Today, we meet the Lithomancer.
A rampart of stone rose out of the bare earth, encircling the small encampment on what had been an open and vulnerable plain. It was smoothly curved, with elegant crenellations.
Nahiri, called the Lithomancer, surveyed her work and frowned. It was well made, and under good conditions it would stand for centuries.
These were not good conditions.
There were perhaps a hundred refugees left. Tomorrow, they would move camp again, or risk being overrun by these…things, whatever they were. They were abominations, things out of nightmare, and Nahiri didn't bother to hate them. What difference would it make?
"May I have a word with you, Nahiri?"
The clipped, dry voice was right behind her, close enough that she should have heard the man walk up to her, should have felt his breath on her neck.
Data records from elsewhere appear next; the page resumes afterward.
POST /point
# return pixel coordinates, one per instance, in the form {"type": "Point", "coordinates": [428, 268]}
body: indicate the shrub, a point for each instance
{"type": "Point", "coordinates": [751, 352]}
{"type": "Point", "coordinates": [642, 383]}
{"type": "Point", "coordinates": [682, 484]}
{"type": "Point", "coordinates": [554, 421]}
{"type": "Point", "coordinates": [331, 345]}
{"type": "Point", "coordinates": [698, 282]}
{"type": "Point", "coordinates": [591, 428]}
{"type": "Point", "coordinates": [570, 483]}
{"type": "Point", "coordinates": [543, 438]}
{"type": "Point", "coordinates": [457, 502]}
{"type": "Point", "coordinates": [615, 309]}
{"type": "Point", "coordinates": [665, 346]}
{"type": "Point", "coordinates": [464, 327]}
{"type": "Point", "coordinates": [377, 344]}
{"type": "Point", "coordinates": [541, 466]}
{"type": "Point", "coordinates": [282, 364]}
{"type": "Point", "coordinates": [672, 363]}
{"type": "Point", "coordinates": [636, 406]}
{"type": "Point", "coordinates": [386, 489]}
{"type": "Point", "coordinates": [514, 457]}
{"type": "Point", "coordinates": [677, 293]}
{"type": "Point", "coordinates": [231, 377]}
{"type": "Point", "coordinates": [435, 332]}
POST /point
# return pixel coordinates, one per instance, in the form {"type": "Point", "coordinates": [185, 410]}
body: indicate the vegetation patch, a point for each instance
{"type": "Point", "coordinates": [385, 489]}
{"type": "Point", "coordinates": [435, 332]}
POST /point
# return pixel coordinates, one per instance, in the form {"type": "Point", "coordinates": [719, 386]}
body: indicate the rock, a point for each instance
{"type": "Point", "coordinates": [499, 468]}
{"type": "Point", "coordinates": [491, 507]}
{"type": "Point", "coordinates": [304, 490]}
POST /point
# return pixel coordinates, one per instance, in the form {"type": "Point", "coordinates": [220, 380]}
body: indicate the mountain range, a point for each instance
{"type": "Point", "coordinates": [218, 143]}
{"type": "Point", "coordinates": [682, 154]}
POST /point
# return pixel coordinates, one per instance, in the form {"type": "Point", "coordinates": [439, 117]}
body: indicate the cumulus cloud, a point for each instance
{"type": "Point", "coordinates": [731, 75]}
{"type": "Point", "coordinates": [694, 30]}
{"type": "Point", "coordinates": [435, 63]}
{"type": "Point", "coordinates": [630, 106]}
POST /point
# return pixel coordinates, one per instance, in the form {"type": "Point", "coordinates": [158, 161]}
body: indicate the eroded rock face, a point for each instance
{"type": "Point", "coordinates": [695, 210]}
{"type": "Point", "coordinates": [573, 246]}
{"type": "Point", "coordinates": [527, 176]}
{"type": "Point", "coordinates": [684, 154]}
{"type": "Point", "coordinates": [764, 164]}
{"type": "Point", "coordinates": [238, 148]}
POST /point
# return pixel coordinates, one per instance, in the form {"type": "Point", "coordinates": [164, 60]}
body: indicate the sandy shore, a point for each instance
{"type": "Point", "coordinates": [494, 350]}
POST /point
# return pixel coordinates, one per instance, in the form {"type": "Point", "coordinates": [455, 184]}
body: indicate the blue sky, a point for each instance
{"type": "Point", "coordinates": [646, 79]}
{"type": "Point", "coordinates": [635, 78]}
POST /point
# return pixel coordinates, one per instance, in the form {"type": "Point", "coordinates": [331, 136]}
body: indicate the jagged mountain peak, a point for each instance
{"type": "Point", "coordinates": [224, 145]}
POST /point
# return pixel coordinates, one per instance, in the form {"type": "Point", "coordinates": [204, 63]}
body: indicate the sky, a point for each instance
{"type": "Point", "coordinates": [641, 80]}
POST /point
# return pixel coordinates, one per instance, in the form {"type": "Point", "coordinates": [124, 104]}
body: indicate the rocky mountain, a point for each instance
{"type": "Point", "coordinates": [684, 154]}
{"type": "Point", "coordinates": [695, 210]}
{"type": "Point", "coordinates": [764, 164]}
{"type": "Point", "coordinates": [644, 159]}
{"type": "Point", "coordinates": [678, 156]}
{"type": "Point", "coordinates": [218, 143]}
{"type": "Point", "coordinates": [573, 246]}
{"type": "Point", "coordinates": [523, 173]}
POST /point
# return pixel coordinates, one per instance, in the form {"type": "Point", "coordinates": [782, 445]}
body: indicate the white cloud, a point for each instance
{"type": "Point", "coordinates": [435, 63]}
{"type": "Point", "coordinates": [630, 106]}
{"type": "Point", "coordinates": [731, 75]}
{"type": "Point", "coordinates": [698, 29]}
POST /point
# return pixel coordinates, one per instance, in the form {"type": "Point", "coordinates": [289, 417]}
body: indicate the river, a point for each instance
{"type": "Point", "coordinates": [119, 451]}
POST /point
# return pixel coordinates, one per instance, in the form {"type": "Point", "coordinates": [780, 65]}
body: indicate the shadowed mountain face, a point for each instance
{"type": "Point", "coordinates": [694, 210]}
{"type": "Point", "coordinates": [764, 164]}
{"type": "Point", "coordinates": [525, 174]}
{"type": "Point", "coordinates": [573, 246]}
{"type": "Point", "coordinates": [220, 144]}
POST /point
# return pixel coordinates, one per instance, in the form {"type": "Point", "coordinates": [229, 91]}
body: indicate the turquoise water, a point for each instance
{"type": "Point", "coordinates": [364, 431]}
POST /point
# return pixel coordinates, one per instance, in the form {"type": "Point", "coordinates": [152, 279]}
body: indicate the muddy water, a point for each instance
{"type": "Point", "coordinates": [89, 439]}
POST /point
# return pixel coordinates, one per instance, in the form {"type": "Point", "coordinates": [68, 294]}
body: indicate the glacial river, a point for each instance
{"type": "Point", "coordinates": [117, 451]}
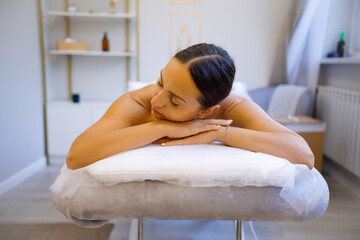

But he walked like a cat, and he drew no breath, and the thought of his lips so close to her throat made her shudder. Vampire.
She'd known he was there anyway—he was walking on bare stone, after all—but he himself had told her not to let anyone know all her tricks. Not even her friends, which she wasn't at all sure he was.
She turned to face Sorin Markov—vampire, fellow Planeswalker, protector of the plane called Innistrad, and the closest thing she had to a friend in this place so far from the world of her birth.
They made a striking pair, and the refugees—human, dark-haired, and ruddy-cheeked—gave them plenty of space. His hair was as white as hers, but his skin was ash-gray where hers was alabaster. It was his eyes that unmistakably marked him as alien: black where they should be white, with bright, unnerving irises.
They picked their way between the refugees' cook fires to the edge of the camp, where Nahiri's wall encompassed a low, rocky outcropping. They stood and looked out over the wall. The sun was dropping low over the hills ahead of them, and the hideous shapes in the valley were falling mercifully into shadow.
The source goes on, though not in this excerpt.